USAID Country Director Richard Nelson said at a meeting hosted by the Government Inspectorate-IG to brief development partners on anti-corruption strategies, Uganda is moving closer to oil production, the country should tackle the vice of corruption, otherwise the oil products might be lost due to corruption.
This year, TotalEnergies and its partner China National Offshore Oil Corporation reached an agreement with Uganda and Tanzania to invest more than $10 billion in the development of crude oil production in East Africa.
Uganda plans to produce 230,000 barrels of oil per salary for over ten years and attract revenues of over $2 billion a year, or over 7.3 trillion shillings.
However, according to the IG, the country loses more than 20 trillion shillings a year to corruption. It is for this reason that Richard says that unless corruption is tackled, Uganda would gain on one side while losing a substantial amount of money on the other side, which could hamper development.
Nelson says that although there have been no studies indicating that oil money could be lost to corruption, the trend in several oil-producing countries is that oil money is being diverted away from the country.
Nelson therefore noted that Uganda should not only invest in lucrative projects but also in building the integrity of the people as the Corruption Index clearly shows how much the country loses due to corruption.
The Inspector General of Government, Beti Kamya, said in his response that it is important to invest in transparency and ensure proper accountability to prevent Uganda’s resources and funds from being misdirected. managed.

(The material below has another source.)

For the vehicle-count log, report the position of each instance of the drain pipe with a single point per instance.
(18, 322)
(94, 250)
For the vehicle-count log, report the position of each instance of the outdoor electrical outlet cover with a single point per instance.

Kamya says the fight against corruption should be a collective effort where citizens report any instances of corruption to the authorities to bring them under the long arm of the law. The IG recently launched a Lifestyle Audit, an anti-corruption model that compares a person’s income to their known wealth. If a person’s wealth is far beyond their income, then they are investigated and forced to return funds or other assets they may have gained through corrupt tendencies .

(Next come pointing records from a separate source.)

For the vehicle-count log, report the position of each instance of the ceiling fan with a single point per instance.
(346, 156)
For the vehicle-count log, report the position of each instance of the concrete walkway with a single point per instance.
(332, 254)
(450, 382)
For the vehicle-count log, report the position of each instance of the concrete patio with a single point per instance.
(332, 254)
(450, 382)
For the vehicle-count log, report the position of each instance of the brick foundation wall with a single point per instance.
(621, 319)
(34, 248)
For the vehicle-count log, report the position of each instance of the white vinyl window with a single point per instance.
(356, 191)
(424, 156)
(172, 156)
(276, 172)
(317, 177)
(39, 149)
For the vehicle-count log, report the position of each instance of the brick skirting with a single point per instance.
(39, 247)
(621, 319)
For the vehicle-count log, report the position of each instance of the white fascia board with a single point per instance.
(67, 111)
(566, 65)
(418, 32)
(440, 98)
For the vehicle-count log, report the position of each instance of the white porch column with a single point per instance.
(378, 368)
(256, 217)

Kamya is optimistic that when Uganda saves the 20 trillion shillings lost to corruption, there will be enough money to give to parishes to establish infrastructure and capitalize people’s businesses.
As the IG seeks to step up its efforts to fight corruption and recover assets acquired by officials especially by stealing from the government, the Inspectorate says their hands are partly tied by the law which does not allow them to recover assets until the court so decides.

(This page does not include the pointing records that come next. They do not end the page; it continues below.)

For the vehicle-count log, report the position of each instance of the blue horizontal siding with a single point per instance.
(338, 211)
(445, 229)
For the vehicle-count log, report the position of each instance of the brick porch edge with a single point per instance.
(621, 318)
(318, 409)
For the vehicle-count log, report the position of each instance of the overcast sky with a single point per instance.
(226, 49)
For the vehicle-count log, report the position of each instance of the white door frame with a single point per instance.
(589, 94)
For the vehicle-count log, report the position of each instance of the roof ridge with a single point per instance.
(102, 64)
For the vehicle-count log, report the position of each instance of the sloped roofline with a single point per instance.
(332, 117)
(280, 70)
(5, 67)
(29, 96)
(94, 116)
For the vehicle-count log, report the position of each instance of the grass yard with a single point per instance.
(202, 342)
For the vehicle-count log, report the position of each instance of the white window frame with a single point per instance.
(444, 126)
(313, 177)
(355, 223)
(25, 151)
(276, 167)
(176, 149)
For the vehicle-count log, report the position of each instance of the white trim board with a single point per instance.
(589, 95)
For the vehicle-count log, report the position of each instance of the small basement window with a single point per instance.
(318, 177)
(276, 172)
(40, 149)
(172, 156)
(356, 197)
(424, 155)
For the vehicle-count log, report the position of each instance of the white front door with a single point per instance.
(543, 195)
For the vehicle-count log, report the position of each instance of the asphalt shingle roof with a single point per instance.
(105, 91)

According to Patricia Achan Okiria, the second Deputy Inspector General of the Inspectorate, Uganda has yet to finalize the process of establishing a conviction-free asset recovery system. She says the Inspectorate is working with the Ministry of Justice and Constitutional Affairs to ensure that the current asset recovery law provides for recovery before conviction and before the court issues an order authorizing recovery.
However, Joyce Ngaiza of the British High Commission advised the Inspectorate to work with the Chief Justice to create a secular procedure allowing asset recovery without conviction. She says waiting for politicians to make changes to the law could take time and cost the country more.